Critics say that's precisely what Ms. Redford did not do when she embraced family care clinics. Since 2003, Alberta has been developing PCNs, which are jointly owned by doctors and the province. They're loose coalitions of different clinics that team up to smooth out access to the health system; in exchange, PCNs get $50 in funding for each patient they serve, above and beyond the funding for services they provide. Ms. Redford has said her 140 clinics may build upon PCNs, but has also criticized the model, saying Albertans likely don't know they're even a part of them.

The AMA, however, thinks the government should give PCNs a chance.

"We think we already have a model that's out there, been evaluated, been shown to be providing good primary care. It needs to evolve and it needs increased funding to allow some innovation to occur … and this announcement just really flies in the face of supporting primary care networks down the road," AMA president Linda Slocombe says.

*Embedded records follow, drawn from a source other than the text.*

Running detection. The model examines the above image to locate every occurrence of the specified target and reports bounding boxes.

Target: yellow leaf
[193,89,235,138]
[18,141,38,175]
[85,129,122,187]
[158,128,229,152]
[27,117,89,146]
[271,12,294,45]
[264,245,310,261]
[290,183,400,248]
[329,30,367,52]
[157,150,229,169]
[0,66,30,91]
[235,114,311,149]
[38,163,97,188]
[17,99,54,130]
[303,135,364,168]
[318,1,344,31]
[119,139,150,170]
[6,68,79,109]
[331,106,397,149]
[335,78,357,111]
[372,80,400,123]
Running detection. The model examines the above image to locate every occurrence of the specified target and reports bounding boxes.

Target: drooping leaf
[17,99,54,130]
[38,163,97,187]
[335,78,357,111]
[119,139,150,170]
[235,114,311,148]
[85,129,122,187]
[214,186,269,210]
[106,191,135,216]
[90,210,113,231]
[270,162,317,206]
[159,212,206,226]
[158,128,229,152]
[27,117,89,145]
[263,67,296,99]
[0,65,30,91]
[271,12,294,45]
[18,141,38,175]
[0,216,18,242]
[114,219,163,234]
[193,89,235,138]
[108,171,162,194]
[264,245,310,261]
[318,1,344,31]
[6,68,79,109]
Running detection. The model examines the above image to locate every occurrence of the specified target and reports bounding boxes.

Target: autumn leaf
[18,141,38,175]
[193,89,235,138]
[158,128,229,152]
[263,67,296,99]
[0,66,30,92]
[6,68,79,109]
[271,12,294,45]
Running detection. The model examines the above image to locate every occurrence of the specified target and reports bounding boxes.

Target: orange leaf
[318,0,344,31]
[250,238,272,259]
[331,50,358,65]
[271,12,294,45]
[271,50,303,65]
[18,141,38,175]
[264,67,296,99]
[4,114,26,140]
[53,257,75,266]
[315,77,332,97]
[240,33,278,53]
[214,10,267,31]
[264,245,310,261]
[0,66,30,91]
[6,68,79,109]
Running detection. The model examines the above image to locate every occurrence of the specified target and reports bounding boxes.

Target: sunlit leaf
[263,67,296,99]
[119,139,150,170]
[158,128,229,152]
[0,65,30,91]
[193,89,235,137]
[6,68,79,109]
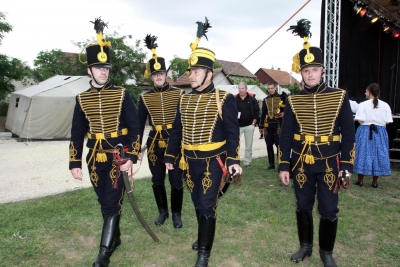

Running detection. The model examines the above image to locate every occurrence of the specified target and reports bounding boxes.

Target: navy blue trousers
[186,154,226,217]
[292,153,339,220]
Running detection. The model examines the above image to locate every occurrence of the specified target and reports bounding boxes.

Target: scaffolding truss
[324,0,340,87]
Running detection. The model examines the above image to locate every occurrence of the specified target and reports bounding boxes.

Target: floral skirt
[354,125,392,176]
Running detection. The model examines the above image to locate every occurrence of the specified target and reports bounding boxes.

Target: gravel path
[0,129,267,203]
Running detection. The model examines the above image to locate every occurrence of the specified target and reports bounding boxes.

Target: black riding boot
[93,214,120,267]
[265,145,275,170]
[319,218,338,267]
[192,209,199,251]
[171,187,183,228]
[195,215,216,267]
[290,210,314,263]
[101,212,121,252]
[153,185,169,226]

Doctors have a reason to fear a new system – it might shift funding away from a fee-for-service model (one where funds are channelled through doctors, who then hire staff) to directly paying other staff in a clinic. Dr. Slocombe says she's not concerned that doctors may face a pay cut, and UBC's Prof. Wong says some doctors – particularly young ones – are eager to move away from a system that strictly pays doctors who then hire staff.

"Basically you're incentivizing some types of care over others," with the existing system, said Prof. Wong, who is also a registered nurse. She believes collaborative care is the future. "As the population gets more complex, in terms of their care needs, there needs to be other people involved in their care," she says.

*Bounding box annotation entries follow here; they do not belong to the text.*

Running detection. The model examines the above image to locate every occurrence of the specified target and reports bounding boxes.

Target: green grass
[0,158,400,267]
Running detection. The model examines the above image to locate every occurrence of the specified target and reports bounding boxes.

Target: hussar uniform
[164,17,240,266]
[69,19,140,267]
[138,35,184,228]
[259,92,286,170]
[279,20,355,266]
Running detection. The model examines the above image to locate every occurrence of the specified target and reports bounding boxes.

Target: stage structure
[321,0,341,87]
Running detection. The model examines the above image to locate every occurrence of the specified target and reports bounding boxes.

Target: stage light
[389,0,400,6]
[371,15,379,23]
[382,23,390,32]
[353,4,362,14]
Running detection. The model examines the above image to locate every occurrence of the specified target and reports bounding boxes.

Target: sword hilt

Albertans go to the polls Monday, with Wildrose Leader Danielle Smith believed to be the front-runner but Ms. Redford's party said to be close behind. Polls show health care is a major issue.

Wildrose, for one, will bring in a patient waiting-time guarantee, that would allow patients on one of 10 waiting lists to have the province cover an out-of-province or private clinic procedure after a certain period of time. Critics call it private care; Wildrose says that's an oversimplification, saying every doctor's office is technically privately owned. Ms. Redford, too, talks of "publicly funded" health care (raising questions of who provides it) but has staked her health policy on family care clinics.

If Ms. Redford pulls off a comeback win, family care clinics will dramatically redefine primary care in Alberta, but may also throw away years of development work done with PCNs. Most clinics would mean hiring additional staff in existing buildings, rather than building a new clinic, the PCs say, though details have been vague. Dr. Sosnowski, for one, says he's frustrated the government's sudden infatuation with family care clinics forced his team to close one of its clinics, but doesn't blame the public for getting on board with the idea.

"I think the reality is we weren't very good at publicizing what we were doing [with PCNs] 'family care clinic' is almost a motherly thing - how could you be against a family care clinic that's going to provide this excess care?" Dr. Sosnowski said. "I don't think people realized that those services were already in place, and were being provided – perhaps not to the same degree, but certainly being provided in a strong way."